Prior to the study of Lamentations, John Ritenbaugh, focusing on the subject of alleged out-of-body experiences, provides scriptural corroboration of their impossibility. In the opening chapter of Lamentations, Jerusalem, personified as a widow who has had to endure watching the destruction of her family, must also endure the mocking, derisive scorn from the captors. Although the United States, like Jerusalem of old (indicted for committing spiritual harlotry), has piously presented itself as the guardian of righteousness, it has, through its perverted media, exported more sin around the world than any other culture. Its humiliation and sudden fall will ultimately be apparent to even the basest pagan and most degenerate heathen. Trusting in adulterous political alliances or technology instead of God will bring devastating humiliation.

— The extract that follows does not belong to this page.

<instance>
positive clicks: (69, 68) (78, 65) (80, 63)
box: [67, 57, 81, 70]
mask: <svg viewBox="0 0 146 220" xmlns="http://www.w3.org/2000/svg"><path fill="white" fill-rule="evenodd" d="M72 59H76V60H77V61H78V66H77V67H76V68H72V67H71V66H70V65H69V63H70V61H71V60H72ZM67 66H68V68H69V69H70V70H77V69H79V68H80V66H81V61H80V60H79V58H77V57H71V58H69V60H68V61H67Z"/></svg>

John Ritenbaugh discusses the limited window of opportunity recipients of a dire prophecy have to take action. The one who hears the warnings does not have an abundance of time to repent and return to God. A lion's threat is not idle. If no action is taken, the stalking roar will turn into a growl of contentment, the lion having consumed its prey. At the time of Amos's message, Israel was: 1) threatened by the imminent displeasure of God; 2) lacking repentance and true spirituality; 3) full of corruption; 4) departing from the truth; 5) proud, complacent, and self-satisfied; 6) setting itself on a pedestal; and 7) smugly prejudiced against the world. Like ancient Israel, modern Israel (including the Israel of God) cannot see the connection between its own faithlessness to her covenant with God and the violence and tumult of society that mirror her spiritual condition.